I’d seen undead creatures that burst into disgusting blood bubbles if stabbed with iron.

Fairies, vampires, shifters, all of it. But when I woke up in the woods with only the two of them, my internal what-the-fuck-meter blared loud and clear.

“Trapped where?” Wes asked.

I had an idea, but I didn’t want to go wandering down that road until I had more reason to.

Marta cleared the tree line to the street, Wes and I stumbling out after her. Her bike sat in the same spot next to Bridge’s and Isobel’s with Leander’s car behind it. But there was no sign of the other Harlots or warriors.

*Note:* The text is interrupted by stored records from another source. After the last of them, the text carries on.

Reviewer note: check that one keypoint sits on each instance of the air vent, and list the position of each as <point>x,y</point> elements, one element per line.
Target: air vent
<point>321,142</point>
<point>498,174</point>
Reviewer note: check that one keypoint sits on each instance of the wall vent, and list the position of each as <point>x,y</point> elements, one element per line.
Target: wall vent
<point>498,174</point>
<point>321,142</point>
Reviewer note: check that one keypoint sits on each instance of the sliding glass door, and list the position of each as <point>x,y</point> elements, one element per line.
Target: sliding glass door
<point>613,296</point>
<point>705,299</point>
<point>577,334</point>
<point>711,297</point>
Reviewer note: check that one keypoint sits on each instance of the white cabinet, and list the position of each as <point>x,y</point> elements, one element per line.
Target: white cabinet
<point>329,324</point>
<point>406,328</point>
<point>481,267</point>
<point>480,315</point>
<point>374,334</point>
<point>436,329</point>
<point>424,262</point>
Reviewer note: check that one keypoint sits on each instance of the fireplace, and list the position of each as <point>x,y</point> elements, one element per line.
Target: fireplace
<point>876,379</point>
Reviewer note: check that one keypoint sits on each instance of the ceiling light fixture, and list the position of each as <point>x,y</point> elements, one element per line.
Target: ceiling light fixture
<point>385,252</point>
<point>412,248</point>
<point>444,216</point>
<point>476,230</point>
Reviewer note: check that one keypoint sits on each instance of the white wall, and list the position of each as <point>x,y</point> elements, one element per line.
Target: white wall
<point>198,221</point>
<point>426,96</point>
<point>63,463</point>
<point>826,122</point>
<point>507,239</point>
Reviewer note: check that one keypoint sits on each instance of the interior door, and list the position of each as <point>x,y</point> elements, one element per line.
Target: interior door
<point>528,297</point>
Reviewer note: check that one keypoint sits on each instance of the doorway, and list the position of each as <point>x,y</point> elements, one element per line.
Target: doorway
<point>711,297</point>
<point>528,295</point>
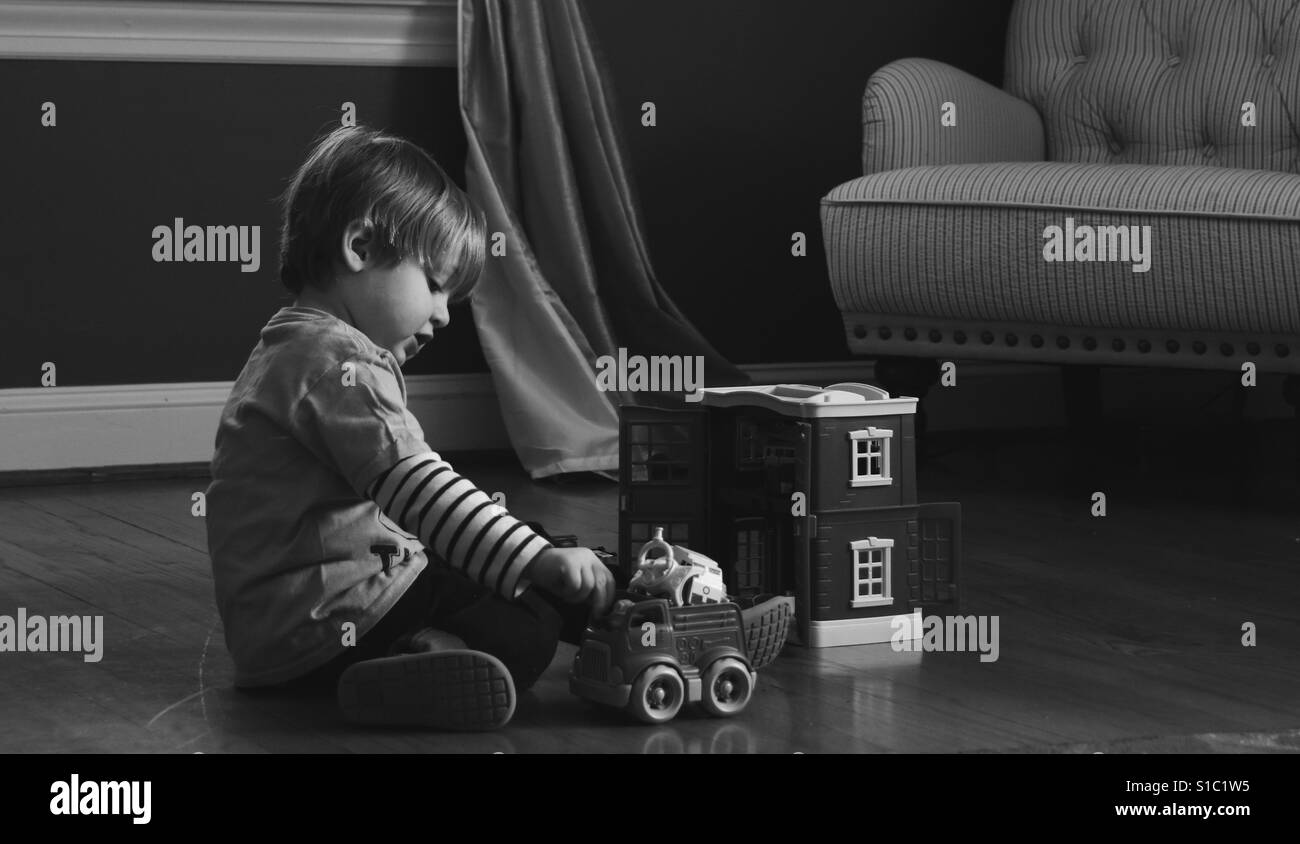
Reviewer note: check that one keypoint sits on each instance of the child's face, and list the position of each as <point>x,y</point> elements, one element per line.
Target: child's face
<point>399,307</point>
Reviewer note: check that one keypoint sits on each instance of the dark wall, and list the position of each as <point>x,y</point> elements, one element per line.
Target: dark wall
<point>758,116</point>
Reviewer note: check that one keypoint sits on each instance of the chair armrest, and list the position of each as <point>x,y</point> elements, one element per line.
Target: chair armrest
<point>904,118</point>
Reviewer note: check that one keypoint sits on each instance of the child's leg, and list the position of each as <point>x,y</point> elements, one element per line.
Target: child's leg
<point>521,633</point>
<point>406,617</point>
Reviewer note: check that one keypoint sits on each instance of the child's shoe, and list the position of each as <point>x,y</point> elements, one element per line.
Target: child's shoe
<point>766,627</point>
<point>445,689</point>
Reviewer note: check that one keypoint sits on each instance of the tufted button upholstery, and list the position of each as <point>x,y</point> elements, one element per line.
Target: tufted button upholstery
<point>1103,76</point>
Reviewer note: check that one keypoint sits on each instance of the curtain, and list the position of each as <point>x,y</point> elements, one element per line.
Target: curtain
<point>547,167</point>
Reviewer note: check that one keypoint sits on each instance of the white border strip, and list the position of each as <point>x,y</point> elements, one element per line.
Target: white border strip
<point>420,33</point>
<point>865,631</point>
<point>151,424</point>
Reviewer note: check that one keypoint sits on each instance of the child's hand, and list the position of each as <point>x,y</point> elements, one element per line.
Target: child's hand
<point>575,575</point>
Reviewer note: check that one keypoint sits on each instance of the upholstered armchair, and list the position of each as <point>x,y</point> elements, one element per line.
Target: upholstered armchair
<point>1132,195</point>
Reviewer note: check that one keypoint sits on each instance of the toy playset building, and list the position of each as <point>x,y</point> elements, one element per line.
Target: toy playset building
<point>798,490</point>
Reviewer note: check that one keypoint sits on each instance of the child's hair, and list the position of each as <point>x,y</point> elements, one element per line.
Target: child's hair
<point>358,173</point>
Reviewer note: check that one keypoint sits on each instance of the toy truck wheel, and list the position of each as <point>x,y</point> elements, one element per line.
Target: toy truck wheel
<point>727,687</point>
<point>657,695</point>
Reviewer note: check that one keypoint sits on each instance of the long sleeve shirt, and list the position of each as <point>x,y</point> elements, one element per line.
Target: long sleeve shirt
<point>325,501</point>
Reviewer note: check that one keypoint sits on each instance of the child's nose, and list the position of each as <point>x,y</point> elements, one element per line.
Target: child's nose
<point>440,317</point>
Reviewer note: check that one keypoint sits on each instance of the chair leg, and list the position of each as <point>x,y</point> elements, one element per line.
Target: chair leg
<point>1291,393</point>
<point>1082,390</point>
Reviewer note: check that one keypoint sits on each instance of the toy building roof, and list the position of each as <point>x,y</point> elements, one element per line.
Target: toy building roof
<point>811,402</point>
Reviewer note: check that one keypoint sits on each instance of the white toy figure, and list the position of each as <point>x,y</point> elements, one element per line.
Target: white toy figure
<point>677,574</point>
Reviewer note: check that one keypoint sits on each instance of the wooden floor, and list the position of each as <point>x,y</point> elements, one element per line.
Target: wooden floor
<point>1118,633</point>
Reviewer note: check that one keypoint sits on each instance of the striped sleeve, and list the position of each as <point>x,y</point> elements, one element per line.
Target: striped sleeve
<point>458,522</point>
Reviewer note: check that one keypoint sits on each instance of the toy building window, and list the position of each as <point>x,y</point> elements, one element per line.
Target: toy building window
<point>750,552</point>
<point>674,533</point>
<point>871,578</point>
<point>870,457</point>
<point>659,453</point>
<point>651,613</point>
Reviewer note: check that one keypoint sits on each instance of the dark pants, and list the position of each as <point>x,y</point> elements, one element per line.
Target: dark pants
<point>521,633</point>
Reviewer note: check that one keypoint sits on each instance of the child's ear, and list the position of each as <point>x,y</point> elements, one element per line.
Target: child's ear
<point>358,245</point>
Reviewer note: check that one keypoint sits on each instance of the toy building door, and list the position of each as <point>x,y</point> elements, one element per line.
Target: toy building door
<point>940,555</point>
<point>662,479</point>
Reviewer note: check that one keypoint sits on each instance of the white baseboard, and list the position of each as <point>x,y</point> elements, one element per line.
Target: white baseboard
<point>157,424</point>
<point>150,424</point>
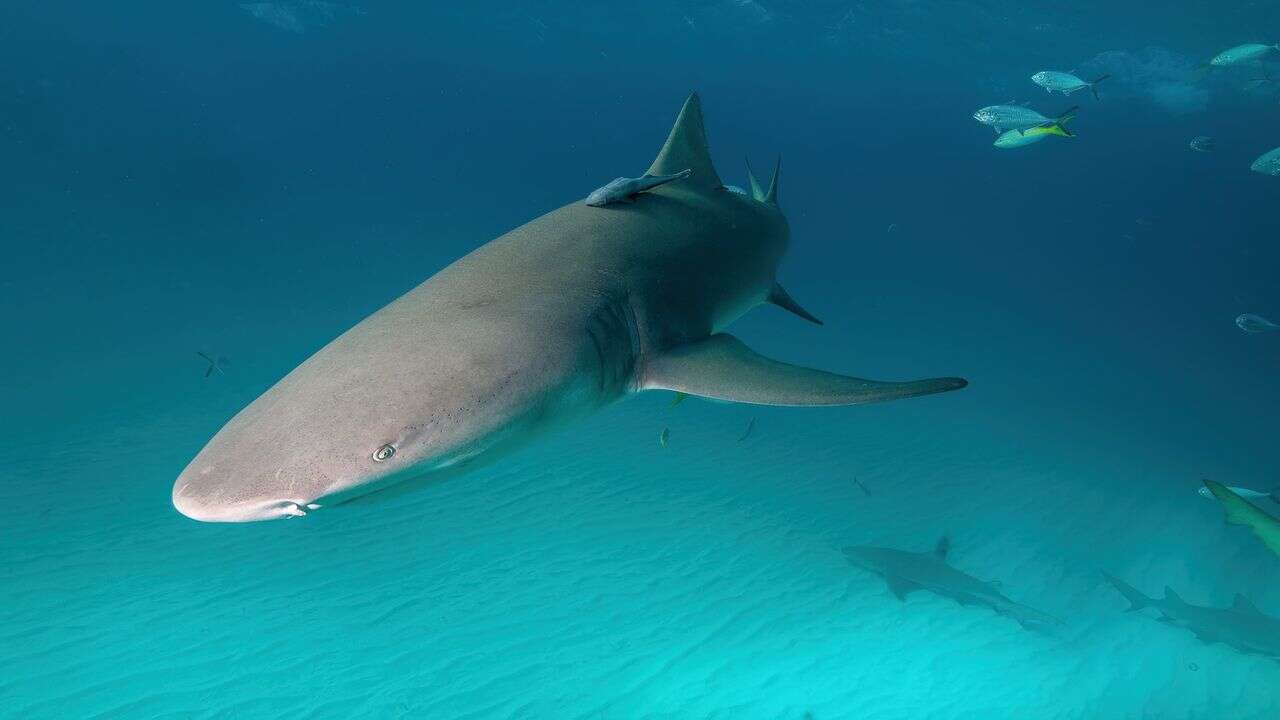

“Bridge!” Marta called out. “Isobel?”

She held her phone up and squinted at the screen, waving it around as she tried to find reception. I checked mine again but came up short. No WiFi. No connection.

“Fuck.” I slid my phone into my back pocket and hitched my brother higher on my shoulder, glancing up and down the road. “This is ominous, huh?”

“Where do you think they went?” Marta asked.

“I don’t know,” I said as Wes’s head lulled down in front of him. “But if we don’t get him to an ER—”

“No doctors,” Wes muttered. “They’ll ask questions.”

“Shut up, man.” I wasn’t prepared to watch him waste away from an infection when his pride was the only thing standing between him and a shot of penicillin. “Witch, open the door.”

Marta helped me load Wes into the back seat, where he promptly slumped over, before she started for her bike.

“Come with us,” I insisted. “Leave the bike.”

“Hell will freeze over before I do that.” She scrunched her features, scowling at the thought of leaving her precious behind.

“I get it,” I added. “But we shouldn’t split up, not until we know what’s going on.”

She remained hesitant, heels dug into her spot.

“We’ll come back for it later. Get. In. The. Truck.”

The disgruntled look on her face made me think she would ignore me, but when she only nodded and climbed into the passenger seat, I went around to the driver’s side and set about dismantling the panel under the steering wheel.

Most modern-day vehicles couldn’t be hot-wired because of push-button start and anti-theft nonsense.

But Leander drove an early ’90s pickup, so getting it started took almost no time.

“Should I even ask why you know how to do that?” Marta asked with raised eyebrows.

“This ain’t my first rodeo.” I winked, put the truck in drive, and set off toward the hospital.